Poll: Bush Out of Step at Home

NEW YORK -- U.S. President George W. Bush does not share the priorities of most of America on either domestic or foreign issues, Americans are increasingly resistant to his proposal to revamp Social Security, and they are also uneasy with Bush's ability to make the right decisions about the retirement program, according to the latest New York Times/CBS News poll.

The poll underscores just how little headway Bush has made in his effort to build popular support as his proposal for overhauling Social Security struggles to gain footing in Congress. At the same time, a growing number of respondents say that efforts to restore order in Iraq are going well, even as an overwhelming number of Americans say Bush has no clear plan for getting out of Iraq.

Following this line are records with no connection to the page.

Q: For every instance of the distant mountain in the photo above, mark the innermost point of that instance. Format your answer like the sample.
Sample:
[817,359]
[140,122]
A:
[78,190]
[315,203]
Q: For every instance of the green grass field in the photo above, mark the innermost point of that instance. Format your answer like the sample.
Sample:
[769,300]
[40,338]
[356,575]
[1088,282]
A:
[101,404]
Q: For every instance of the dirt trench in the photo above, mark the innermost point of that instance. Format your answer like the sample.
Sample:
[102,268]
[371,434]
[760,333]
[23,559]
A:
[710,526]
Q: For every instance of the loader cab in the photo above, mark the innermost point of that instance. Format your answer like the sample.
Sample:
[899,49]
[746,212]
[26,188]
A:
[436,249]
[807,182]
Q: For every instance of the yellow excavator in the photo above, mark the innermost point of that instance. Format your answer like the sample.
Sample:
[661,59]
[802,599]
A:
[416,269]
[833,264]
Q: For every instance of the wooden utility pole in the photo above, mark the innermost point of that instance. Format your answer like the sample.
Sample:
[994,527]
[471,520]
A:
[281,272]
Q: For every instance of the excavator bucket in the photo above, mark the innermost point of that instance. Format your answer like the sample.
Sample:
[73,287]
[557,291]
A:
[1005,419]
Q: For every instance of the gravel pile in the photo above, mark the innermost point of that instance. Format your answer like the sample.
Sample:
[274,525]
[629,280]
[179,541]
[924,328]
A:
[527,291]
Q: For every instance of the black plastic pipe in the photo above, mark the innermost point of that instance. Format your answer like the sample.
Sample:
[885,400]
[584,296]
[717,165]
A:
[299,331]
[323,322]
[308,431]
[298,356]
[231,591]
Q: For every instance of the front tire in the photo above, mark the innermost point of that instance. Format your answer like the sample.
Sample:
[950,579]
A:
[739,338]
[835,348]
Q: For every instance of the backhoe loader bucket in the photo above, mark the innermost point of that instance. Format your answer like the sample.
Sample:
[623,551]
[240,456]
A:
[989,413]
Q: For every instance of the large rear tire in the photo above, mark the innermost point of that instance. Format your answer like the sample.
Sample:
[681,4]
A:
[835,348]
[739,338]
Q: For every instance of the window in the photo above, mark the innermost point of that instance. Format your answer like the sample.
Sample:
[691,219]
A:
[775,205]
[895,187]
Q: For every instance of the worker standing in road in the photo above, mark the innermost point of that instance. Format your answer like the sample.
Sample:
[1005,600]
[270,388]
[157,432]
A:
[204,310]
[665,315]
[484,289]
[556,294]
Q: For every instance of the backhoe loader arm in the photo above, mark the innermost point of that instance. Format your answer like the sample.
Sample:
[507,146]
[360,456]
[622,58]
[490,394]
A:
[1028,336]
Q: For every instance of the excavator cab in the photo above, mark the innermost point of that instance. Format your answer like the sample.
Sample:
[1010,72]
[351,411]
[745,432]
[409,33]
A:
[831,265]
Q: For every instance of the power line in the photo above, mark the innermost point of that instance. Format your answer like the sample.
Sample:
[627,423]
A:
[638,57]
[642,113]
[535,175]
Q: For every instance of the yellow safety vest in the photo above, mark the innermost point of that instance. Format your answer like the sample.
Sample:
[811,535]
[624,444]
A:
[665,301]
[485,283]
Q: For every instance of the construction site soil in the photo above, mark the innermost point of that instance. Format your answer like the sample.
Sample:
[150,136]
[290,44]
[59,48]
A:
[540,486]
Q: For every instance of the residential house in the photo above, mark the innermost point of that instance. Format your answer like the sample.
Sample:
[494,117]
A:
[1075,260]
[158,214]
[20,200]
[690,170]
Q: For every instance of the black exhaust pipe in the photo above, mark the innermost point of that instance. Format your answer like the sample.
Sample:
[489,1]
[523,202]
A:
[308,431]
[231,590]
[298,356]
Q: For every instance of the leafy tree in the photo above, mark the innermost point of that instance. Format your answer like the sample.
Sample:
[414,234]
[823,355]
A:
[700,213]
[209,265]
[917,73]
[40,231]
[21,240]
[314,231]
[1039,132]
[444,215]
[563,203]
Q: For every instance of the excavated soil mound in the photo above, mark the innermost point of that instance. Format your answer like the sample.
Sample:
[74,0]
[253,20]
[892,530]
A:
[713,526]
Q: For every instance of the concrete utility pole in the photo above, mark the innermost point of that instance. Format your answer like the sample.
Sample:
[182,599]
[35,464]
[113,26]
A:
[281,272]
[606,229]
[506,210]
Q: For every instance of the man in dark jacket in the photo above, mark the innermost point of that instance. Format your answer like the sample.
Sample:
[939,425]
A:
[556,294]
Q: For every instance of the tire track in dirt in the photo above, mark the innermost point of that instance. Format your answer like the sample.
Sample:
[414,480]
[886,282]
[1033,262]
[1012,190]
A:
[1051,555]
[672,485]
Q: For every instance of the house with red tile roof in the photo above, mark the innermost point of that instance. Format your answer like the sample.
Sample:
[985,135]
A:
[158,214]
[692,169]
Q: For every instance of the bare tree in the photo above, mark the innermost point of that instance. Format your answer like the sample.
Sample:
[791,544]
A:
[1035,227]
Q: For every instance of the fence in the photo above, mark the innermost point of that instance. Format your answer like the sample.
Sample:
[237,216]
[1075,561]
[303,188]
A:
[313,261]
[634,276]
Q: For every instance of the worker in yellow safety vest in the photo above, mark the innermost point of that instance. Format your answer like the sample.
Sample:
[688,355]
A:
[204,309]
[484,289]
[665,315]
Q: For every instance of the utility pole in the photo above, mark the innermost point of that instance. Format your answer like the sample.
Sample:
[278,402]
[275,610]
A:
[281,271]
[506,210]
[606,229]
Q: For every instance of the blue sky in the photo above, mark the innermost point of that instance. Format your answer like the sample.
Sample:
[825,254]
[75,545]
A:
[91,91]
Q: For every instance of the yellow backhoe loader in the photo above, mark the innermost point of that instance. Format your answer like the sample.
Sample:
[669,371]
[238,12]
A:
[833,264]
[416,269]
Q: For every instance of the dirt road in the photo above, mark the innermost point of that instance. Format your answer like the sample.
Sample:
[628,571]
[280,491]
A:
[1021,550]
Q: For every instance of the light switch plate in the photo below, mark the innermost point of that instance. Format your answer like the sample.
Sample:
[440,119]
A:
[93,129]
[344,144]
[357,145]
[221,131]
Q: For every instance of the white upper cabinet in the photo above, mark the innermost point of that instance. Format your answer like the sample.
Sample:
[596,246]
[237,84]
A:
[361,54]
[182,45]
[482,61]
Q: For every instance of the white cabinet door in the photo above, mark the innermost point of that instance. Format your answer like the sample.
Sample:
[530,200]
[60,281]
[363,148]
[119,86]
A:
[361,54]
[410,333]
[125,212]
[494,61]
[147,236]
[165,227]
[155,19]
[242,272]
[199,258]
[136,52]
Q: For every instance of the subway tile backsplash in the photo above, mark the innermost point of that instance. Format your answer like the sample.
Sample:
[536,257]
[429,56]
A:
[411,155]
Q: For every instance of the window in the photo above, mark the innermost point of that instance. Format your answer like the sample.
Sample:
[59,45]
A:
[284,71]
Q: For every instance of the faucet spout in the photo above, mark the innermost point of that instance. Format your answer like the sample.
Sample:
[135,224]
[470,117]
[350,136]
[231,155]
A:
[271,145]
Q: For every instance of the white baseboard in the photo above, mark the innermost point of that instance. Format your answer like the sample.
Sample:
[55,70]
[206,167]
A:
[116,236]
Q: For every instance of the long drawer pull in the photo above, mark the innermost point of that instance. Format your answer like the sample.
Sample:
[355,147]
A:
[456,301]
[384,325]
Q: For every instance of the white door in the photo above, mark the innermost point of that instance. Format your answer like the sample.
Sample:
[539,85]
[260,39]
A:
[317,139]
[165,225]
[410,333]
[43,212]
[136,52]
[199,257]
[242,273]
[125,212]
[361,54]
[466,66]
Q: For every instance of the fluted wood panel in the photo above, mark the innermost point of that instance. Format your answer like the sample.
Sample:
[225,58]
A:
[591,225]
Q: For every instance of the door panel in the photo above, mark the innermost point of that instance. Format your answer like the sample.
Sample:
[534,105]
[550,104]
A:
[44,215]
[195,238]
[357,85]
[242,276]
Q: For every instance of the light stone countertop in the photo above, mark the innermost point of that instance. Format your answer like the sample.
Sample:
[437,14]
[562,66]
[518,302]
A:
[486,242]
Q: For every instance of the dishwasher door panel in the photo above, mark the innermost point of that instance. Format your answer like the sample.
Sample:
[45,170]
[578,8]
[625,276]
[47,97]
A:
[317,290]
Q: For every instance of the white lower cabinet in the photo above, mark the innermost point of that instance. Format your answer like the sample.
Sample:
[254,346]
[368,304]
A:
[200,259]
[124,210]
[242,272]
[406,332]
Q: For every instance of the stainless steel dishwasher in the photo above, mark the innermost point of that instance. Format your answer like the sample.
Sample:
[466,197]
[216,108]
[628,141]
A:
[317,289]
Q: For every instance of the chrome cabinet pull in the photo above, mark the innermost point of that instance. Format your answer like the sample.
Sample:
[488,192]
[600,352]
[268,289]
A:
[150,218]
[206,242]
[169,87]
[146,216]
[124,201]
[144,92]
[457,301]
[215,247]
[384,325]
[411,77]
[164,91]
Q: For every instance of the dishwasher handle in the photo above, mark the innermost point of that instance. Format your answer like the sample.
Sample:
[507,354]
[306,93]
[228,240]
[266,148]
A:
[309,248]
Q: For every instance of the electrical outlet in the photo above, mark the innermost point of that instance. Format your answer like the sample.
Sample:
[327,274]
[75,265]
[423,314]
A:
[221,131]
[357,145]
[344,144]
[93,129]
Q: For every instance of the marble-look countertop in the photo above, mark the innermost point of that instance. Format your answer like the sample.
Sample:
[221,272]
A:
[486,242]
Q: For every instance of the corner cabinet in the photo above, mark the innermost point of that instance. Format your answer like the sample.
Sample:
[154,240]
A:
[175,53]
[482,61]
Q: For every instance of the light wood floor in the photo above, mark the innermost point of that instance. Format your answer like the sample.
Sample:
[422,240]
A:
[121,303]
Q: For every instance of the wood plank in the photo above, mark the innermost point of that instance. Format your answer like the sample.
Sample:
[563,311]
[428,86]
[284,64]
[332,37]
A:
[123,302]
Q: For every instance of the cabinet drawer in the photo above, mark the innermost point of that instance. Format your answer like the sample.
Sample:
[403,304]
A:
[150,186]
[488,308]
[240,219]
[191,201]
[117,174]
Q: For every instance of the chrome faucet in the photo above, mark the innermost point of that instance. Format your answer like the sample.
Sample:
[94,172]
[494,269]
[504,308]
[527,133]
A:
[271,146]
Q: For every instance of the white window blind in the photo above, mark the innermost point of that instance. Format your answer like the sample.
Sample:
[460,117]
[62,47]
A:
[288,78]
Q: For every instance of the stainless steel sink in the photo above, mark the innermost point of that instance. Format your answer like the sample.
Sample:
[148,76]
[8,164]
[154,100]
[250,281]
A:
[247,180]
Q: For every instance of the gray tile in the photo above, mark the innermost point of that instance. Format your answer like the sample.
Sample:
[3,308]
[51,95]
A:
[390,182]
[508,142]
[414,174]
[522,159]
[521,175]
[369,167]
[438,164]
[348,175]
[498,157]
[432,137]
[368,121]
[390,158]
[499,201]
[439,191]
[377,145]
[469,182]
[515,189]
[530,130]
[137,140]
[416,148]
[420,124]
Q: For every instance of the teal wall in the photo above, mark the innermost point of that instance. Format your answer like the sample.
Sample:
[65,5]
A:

On Social Security, 51 percent said permitting individuals to invest part of their Social Security taxes in private accounts, the centerpiece of Bush's plan, was a bad idea. The number who thought private accounts were a bad idea jumped to 69 percent if respondents were told that the private accounts would result in a reduction in guaranteed benefits. And 45 percent said Bush's private account plan would actually weaken the economic underpinnings of the nation's retirement system.

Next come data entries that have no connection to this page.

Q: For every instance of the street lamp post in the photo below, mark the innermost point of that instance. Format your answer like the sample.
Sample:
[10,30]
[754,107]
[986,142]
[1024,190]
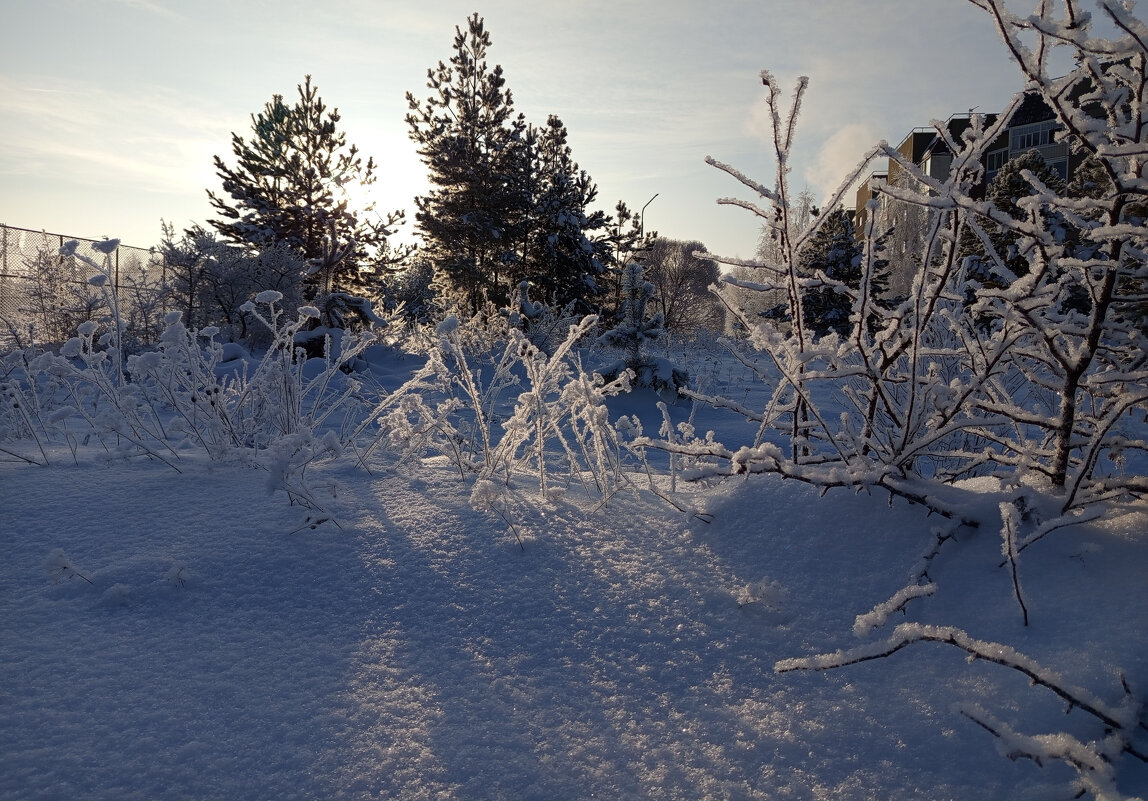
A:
[642,215]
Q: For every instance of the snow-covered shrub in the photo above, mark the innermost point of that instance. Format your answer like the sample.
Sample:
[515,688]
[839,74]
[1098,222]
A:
[635,332]
[454,405]
[1041,383]
[544,326]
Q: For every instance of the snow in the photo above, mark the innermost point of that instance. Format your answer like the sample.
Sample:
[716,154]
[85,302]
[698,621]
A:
[187,636]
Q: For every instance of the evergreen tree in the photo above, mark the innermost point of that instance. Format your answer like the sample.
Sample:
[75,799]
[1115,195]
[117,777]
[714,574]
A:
[560,258]
[634,331]
[834,253]
[475,154]
[1006,191]
[287,188]
[621,241]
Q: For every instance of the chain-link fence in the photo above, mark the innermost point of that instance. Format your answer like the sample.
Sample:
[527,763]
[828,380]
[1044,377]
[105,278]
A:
[46,294]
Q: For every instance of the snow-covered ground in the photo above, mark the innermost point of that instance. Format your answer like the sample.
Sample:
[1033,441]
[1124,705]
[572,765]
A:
[175,635]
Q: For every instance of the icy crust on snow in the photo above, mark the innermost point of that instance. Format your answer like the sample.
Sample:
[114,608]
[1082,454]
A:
[164,636]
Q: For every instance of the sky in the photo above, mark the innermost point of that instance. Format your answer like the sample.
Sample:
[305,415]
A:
[111,110]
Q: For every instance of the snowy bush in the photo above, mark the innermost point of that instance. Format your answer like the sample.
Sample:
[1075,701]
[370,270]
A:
[454,407]
[1041,383]
[635,332]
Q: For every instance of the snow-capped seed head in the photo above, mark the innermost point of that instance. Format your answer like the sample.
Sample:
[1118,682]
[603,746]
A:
[269,296]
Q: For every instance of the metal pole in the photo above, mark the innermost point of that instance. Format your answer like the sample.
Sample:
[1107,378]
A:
[642,215]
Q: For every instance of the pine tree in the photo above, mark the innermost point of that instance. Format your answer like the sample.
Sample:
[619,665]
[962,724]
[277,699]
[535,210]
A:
[634,331]
[1006,191]
[287,188]
[560,258]
[474,149]
[834,253]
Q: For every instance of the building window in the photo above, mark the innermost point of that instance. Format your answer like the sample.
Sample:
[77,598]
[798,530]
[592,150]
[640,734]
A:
[1028,137]
[994,161]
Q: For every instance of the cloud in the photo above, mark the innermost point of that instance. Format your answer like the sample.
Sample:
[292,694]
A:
[837,156]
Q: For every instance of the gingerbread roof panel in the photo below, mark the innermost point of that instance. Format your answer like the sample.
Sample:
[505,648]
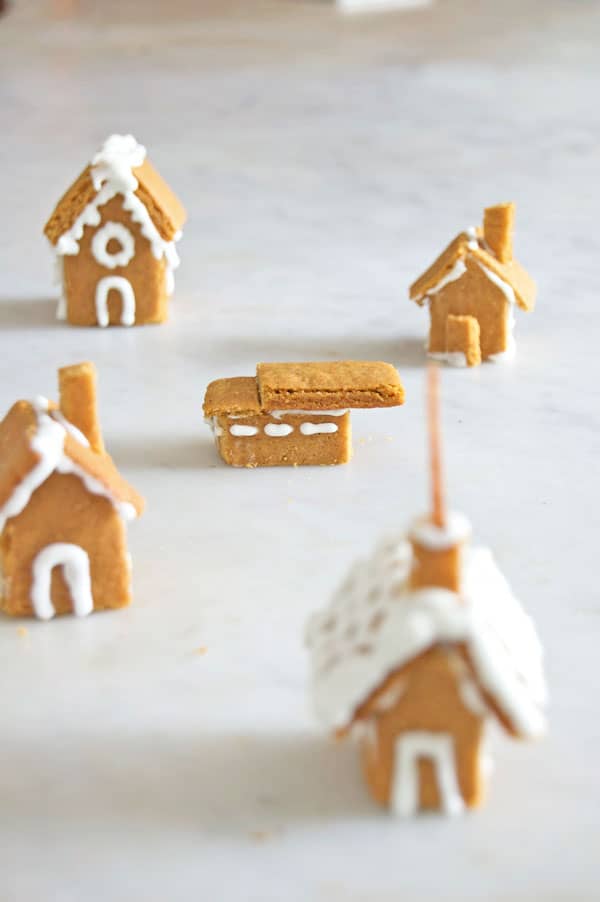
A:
[375,625]
[331,385]
[36,441]
[440,268]
[235,396]
[471,243]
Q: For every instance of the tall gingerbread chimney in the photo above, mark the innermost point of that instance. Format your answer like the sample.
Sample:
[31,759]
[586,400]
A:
[498,225]
[78,405]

In a sign of the political obstacles confronting the White House, a majority said they would support raising the amount of income subject to Social Security payroll tax above its current ceiling of $90,000, an idea floated by Bush but shot down by Republican Congressional leaders. Yet there is strong resistance to other options available to Bush and lawmakers to repair the system, in particular to raising the retirement age or making participation voluntary.

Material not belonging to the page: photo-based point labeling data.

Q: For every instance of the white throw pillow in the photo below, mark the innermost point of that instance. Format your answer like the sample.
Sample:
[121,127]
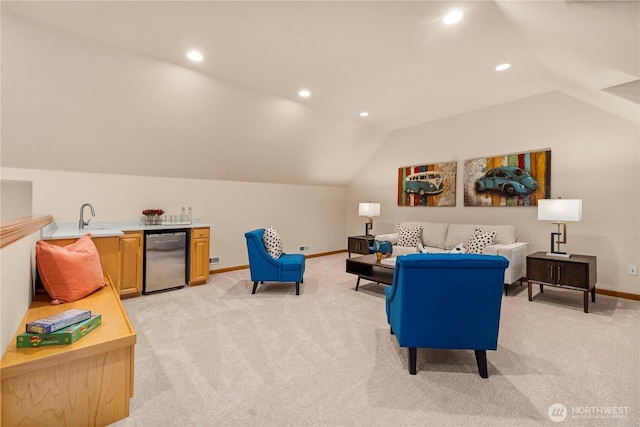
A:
[409,236]
[459,249]
[272,242]
[479,240]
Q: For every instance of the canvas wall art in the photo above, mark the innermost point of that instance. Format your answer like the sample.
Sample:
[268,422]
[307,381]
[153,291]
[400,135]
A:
[509,180]
[427,185]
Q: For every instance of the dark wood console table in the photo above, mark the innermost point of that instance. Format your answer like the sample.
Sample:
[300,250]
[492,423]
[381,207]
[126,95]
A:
[368,267]
[359,244]
[578,272]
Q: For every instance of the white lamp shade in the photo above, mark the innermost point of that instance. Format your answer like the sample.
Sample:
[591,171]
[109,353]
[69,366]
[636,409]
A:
[369,209]
[560,209]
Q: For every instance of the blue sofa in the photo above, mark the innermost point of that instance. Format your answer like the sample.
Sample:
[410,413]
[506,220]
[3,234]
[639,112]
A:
[447,301]
[264,268]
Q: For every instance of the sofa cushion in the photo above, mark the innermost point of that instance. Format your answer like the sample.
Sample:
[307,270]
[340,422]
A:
[480,240]
[409,236]
[460,233]
[272,242]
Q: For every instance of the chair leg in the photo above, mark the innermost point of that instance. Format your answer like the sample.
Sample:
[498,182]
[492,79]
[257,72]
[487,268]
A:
[412,360]
[481,358]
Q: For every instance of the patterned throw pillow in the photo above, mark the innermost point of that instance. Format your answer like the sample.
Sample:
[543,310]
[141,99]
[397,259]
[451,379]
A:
[460,249]
[479,240]
[272,242]
[409,236]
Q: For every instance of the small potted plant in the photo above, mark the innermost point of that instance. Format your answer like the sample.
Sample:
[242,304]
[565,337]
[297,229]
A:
[153,216]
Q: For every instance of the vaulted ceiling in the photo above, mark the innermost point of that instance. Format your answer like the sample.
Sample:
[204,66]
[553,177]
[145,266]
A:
[395,60]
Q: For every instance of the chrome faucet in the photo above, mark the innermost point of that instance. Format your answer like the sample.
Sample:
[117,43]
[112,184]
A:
[82,222]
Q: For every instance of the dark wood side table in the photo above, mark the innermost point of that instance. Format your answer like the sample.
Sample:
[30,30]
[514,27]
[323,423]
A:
[578,272]
[359,244]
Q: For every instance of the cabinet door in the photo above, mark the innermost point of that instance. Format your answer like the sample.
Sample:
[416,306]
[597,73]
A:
[130,263]
[572,274]
[541,270]
[199,265]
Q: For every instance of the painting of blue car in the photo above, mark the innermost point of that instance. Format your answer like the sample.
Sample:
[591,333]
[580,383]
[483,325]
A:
[508,180]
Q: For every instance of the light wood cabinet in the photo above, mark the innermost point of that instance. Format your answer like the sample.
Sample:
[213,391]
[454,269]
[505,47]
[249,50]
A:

Notwithstanding Bush's argument that citizens should be given more control over their retirement savings, almost four out of five respondents said it was the government's responsibility to assure a decent standard of living for the elderly.

In an apparent reflection of the success of the Iraq elections, 53 percent of those surveyed said that efforts to bring order to Iraq were going very or somewhat well, up from 41 percent a month ago. That is the highest rating on that score since the capture of Saddam Hussein.

Still, 42 percent now say that Bush would have been better off trying to counter the threat of North Korea before invading Iraq, compared with 45 percent who think Bush was correct to focus first on Iraq.

More broadly, Bush does not appear to be in step with the nation on what the White House has long viewed as his strong suit: 58 percent of respondents said the White House did not share the foreign affairs priorities of most Americans.

For all that, Bush's approval rating remains unchanged, at 49 percent, from a month ago, suggesting that the disagreement with Bush's ideas has yet to take a toll on America's view of him.